Thursday, June 29, 2006

More Squirrel Stories Coming Soon, I Promise

The final section of the Homeward Bound article that I have been discussing ad nauseum is entitled "Why Do We Care?". My answer to this question can be found in the Part III discussion – namely that no one seems to be taking our children into account or even considering how present policies will impact the future. I grew up in Washington, DC, and watched about 10,000 hours more news than the average child, so I know that politicians have forever been saying how they don’t want to pass this or that problem on to their children. Well here I am, a mom myself, and the problems remain and the politicians still claim that they don’t want to pass the problems on (Hello??? National debt???). However, I figured I wouldn’t disappoint all of my tortured readers by combining the two sections. There are a few final points in Section IV that I wanted to comment on.

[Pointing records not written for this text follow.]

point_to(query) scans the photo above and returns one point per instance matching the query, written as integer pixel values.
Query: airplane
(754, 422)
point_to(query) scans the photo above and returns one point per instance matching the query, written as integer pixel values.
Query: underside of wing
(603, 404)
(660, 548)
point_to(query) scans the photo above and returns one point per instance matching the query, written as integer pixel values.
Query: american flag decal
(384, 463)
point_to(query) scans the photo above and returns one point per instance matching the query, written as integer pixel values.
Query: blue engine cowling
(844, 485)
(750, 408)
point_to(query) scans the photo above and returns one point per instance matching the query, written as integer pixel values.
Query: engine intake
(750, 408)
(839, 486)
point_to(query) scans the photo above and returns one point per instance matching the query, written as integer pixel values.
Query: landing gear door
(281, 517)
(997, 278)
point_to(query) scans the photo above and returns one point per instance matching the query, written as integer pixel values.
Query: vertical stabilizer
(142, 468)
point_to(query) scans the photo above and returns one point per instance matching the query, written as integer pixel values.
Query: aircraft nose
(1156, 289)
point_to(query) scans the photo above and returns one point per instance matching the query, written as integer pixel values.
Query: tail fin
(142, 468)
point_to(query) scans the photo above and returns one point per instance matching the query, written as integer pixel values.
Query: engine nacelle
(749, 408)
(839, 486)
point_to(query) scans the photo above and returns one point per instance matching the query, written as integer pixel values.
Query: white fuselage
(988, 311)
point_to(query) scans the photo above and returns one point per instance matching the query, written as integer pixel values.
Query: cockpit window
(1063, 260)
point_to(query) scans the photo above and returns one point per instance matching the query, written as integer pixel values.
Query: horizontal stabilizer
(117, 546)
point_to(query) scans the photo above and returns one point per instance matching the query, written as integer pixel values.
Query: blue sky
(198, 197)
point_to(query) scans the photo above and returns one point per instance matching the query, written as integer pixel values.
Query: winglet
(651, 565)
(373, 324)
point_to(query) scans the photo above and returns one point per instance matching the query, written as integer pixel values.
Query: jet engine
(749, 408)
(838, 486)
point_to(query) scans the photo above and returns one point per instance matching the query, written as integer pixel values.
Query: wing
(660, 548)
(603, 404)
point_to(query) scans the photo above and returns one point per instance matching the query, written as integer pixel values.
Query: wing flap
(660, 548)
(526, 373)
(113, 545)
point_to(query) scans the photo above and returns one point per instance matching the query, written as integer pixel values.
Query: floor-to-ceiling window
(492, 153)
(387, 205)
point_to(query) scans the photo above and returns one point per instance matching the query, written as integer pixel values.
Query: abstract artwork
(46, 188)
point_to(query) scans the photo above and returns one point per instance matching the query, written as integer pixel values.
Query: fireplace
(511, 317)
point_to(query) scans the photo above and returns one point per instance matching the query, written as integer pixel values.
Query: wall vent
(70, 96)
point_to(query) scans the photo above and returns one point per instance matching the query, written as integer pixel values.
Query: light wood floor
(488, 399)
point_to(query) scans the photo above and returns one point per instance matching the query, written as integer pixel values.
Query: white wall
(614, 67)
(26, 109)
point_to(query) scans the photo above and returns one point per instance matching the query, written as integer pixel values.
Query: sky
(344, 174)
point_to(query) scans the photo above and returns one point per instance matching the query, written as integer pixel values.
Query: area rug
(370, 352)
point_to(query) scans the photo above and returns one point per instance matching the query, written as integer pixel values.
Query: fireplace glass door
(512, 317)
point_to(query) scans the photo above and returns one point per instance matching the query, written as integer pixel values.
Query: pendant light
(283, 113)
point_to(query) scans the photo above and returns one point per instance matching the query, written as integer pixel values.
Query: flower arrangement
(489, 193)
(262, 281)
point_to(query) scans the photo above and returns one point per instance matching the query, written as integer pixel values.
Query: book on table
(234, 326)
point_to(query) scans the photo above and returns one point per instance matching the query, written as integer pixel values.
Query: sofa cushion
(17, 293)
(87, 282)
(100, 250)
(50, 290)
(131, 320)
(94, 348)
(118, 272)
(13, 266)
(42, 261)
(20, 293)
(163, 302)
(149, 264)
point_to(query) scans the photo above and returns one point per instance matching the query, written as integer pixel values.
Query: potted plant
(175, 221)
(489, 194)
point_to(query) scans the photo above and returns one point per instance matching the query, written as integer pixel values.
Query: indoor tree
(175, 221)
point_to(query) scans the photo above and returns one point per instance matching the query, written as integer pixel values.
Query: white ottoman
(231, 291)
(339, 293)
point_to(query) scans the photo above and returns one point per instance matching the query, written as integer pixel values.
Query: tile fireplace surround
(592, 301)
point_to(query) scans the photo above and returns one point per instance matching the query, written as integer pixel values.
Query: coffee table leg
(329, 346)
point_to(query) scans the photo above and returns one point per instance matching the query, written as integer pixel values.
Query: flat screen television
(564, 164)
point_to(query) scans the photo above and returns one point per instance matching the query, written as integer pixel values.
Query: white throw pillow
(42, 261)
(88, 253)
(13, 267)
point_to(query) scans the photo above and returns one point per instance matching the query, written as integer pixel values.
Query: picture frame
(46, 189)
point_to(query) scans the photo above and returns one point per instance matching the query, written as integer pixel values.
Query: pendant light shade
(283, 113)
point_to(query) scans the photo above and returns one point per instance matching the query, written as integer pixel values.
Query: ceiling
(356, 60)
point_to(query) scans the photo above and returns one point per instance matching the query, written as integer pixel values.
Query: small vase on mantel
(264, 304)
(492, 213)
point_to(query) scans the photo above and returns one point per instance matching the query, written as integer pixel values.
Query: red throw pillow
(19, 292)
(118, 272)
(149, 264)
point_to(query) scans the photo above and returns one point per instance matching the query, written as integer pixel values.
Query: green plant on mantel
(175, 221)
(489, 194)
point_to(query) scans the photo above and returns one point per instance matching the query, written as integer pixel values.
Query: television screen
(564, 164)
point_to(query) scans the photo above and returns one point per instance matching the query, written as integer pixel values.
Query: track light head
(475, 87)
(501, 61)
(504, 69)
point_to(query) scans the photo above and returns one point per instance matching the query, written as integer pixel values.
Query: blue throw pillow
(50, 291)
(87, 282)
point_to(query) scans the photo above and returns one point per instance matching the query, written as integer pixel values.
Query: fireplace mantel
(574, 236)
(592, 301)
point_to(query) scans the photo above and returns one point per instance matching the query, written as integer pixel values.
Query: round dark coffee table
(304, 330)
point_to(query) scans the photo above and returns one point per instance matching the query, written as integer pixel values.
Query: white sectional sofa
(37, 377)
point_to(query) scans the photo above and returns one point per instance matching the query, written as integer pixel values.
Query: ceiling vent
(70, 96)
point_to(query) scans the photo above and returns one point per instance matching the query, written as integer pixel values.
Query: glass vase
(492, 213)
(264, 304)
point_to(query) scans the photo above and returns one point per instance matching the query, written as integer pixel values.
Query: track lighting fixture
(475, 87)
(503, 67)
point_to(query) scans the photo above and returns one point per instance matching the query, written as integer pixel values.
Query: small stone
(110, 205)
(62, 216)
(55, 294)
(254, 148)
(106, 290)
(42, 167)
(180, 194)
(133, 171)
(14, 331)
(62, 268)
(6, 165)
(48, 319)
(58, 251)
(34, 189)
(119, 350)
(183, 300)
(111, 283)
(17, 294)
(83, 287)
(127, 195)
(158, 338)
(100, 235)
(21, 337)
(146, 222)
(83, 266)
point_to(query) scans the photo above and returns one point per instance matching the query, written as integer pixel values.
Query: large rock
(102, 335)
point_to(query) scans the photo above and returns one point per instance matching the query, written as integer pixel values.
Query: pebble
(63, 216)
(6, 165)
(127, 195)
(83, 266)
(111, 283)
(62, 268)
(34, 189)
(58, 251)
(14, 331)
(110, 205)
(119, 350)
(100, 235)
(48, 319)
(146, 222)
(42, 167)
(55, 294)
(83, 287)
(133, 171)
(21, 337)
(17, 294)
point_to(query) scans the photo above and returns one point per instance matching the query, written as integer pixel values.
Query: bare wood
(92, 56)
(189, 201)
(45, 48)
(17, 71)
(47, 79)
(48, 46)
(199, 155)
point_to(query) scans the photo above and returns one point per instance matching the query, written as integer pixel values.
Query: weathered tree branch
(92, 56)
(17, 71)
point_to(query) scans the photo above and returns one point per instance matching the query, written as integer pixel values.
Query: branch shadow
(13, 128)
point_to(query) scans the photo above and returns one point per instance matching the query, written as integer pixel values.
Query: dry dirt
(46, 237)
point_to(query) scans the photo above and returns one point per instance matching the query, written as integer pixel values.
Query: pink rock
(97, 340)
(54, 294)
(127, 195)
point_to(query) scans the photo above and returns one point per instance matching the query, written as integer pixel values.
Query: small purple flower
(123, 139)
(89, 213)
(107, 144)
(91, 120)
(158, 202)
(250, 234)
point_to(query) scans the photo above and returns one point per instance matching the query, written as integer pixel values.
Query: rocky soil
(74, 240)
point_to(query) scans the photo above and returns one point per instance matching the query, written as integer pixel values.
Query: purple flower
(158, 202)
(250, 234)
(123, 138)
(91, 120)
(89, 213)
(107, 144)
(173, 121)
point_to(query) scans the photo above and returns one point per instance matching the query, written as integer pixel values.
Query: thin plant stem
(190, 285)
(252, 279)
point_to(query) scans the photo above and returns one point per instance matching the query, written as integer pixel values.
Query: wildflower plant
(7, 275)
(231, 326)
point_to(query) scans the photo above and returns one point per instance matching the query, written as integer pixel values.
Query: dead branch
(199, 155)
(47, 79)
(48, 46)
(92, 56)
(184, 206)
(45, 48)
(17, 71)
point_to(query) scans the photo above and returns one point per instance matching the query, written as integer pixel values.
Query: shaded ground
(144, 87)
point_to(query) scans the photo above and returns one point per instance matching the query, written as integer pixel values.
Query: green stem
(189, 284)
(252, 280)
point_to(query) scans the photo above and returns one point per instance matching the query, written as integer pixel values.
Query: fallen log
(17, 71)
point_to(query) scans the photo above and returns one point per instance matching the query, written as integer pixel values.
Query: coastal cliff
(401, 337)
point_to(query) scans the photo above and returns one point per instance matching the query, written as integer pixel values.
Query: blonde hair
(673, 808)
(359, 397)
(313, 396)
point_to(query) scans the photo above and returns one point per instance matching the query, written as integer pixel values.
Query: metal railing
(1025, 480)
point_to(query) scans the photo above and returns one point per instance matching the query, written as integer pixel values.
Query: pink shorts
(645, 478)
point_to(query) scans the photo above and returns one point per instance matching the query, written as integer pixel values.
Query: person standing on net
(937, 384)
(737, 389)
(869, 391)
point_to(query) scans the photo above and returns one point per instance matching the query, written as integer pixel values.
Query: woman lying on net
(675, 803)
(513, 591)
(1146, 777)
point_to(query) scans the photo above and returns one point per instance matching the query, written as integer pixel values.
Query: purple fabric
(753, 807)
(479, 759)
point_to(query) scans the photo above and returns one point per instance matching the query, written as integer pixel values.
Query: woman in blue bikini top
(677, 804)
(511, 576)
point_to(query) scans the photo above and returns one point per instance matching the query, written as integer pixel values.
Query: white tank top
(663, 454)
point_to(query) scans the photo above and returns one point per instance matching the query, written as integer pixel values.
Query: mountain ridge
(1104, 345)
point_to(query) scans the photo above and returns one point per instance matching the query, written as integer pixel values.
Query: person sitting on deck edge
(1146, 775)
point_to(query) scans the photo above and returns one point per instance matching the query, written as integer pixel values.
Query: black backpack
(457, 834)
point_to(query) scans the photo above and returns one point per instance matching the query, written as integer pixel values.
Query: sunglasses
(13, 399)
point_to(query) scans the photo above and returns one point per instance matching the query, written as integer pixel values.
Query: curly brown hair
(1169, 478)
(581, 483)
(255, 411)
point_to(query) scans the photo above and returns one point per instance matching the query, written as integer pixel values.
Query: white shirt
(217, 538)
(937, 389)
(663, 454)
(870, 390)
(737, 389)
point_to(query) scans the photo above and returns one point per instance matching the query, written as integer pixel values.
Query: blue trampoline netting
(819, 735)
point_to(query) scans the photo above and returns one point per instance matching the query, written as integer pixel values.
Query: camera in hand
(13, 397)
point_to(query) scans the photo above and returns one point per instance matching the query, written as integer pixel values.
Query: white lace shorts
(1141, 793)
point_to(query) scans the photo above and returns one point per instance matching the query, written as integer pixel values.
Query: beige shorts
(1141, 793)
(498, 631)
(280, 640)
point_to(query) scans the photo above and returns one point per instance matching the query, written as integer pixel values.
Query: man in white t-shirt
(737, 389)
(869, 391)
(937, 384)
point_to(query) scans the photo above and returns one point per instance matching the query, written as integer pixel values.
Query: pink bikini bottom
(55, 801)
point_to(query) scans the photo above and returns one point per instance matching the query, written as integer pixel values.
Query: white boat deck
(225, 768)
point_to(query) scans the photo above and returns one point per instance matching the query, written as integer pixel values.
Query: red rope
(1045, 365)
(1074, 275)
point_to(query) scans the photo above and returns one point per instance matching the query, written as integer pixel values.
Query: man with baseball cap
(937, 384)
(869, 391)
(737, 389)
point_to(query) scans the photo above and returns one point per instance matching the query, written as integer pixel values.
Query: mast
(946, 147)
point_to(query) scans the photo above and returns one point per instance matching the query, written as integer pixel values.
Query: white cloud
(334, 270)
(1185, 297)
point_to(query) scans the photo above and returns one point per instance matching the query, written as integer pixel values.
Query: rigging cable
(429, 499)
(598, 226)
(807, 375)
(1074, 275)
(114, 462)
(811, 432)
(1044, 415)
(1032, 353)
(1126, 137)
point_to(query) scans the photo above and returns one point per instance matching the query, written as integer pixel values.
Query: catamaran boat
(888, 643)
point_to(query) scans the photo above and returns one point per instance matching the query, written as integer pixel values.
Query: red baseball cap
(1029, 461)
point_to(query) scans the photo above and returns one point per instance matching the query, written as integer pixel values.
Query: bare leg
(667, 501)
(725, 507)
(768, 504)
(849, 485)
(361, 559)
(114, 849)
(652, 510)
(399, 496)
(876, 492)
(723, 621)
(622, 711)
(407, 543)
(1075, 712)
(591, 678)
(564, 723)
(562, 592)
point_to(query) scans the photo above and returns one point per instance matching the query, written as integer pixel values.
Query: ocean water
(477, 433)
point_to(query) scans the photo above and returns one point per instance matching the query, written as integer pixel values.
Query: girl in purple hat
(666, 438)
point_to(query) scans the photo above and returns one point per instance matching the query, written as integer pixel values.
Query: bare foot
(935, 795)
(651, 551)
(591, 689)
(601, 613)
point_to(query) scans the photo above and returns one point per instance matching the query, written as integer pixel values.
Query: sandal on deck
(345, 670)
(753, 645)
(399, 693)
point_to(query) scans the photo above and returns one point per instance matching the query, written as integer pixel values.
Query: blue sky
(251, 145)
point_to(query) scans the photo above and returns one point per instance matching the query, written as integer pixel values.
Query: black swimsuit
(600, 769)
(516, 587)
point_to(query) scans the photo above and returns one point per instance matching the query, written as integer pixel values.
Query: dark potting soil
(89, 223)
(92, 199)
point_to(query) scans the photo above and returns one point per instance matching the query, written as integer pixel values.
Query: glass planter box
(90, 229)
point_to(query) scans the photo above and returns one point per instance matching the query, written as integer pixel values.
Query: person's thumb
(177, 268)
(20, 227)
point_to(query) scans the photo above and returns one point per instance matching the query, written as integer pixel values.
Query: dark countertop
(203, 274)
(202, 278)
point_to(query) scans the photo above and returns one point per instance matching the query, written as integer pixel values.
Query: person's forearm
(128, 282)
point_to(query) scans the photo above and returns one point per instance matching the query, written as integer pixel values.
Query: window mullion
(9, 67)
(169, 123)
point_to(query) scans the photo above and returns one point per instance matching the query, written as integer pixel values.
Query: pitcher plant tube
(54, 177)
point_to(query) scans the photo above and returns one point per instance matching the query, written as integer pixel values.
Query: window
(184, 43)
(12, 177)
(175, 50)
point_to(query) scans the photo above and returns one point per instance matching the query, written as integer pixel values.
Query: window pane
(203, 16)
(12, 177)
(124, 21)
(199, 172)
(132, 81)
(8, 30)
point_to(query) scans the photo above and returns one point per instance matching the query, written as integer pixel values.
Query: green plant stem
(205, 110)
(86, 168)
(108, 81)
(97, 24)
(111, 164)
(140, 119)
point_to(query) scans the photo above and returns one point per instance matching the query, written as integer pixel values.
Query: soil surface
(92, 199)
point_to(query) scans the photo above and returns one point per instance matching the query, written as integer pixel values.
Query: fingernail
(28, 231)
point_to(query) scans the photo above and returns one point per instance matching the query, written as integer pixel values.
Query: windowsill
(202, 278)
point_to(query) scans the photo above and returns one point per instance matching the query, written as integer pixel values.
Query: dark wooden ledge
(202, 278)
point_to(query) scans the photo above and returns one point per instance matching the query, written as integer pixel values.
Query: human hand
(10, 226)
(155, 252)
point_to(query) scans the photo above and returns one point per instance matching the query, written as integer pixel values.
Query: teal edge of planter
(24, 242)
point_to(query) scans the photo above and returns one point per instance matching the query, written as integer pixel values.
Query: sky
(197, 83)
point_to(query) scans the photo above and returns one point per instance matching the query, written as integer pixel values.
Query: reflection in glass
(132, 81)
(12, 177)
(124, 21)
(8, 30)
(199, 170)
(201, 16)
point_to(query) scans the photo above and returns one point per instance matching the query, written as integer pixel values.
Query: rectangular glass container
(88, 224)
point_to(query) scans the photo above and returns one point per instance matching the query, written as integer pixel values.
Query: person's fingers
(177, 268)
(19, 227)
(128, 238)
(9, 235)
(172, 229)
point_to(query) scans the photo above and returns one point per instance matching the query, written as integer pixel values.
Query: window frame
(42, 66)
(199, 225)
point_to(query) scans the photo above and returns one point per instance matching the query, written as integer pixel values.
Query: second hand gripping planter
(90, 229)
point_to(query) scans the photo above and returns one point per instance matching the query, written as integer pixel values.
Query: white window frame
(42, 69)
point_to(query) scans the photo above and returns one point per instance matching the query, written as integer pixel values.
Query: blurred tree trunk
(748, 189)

Ms. Hirshman says that one answer to “why do we care?” what the Times brides do is that “what they do is bad for them, it is certainly bad for society” because of the “regime effect” whereby poor little bourgeois middle class me quits my job because I want to be like a Times bride even though I’m too poor. Once again, I must state that that suggestion is a crock. I admit I am unlike the women in the Times wedding announcements, and that is the very reason why I would not choose to imitate them. I’ve never considered them “elite” except that they have more money. Since our circumstances are so different, why would I feel that they are role models for me?

Ms. Hirshman also states that “elites supply the labor for the decision-making classes.” Is this India? I thought we all had a shot at increasing our standing in society, based upon hard work, innate abilities, etc., etc. Since I wasn’t born to go to Yale, I’m out of luck? My possible contributions should not be considered? I should be more worried about finding a way to motivate the Times brides that don’t want to work than finding a way to get myself back to work or a way to support the hundreds of thousands of brides who do want to work?

I believe I understand why this article was so harsh. In a way, Ms. Hirshman was trying to draw attention to herself, but I also think that she has legitimate concerns and that framing them in the most controversial way was one way to ensure maximum exposure. I hope she is not actually so closed-minded to think that any combination of “choice” and feminism is impossible, but I understand that enumerating a list of exceptions to her argument would only weaken it.

This article gave me a lot to think about, because for now I am happy at home, and it is easy to focus on my own happiness and expect that someone else is out there working on preparing a better world for my kiddies. I can choose to stay home, but I can’t turn a blind eye to the women who are doing the work. The discussion of all these issues is important, if only because some women may turn their anger at Ms. Hirshman into a search for solutions to some of the problems she describes.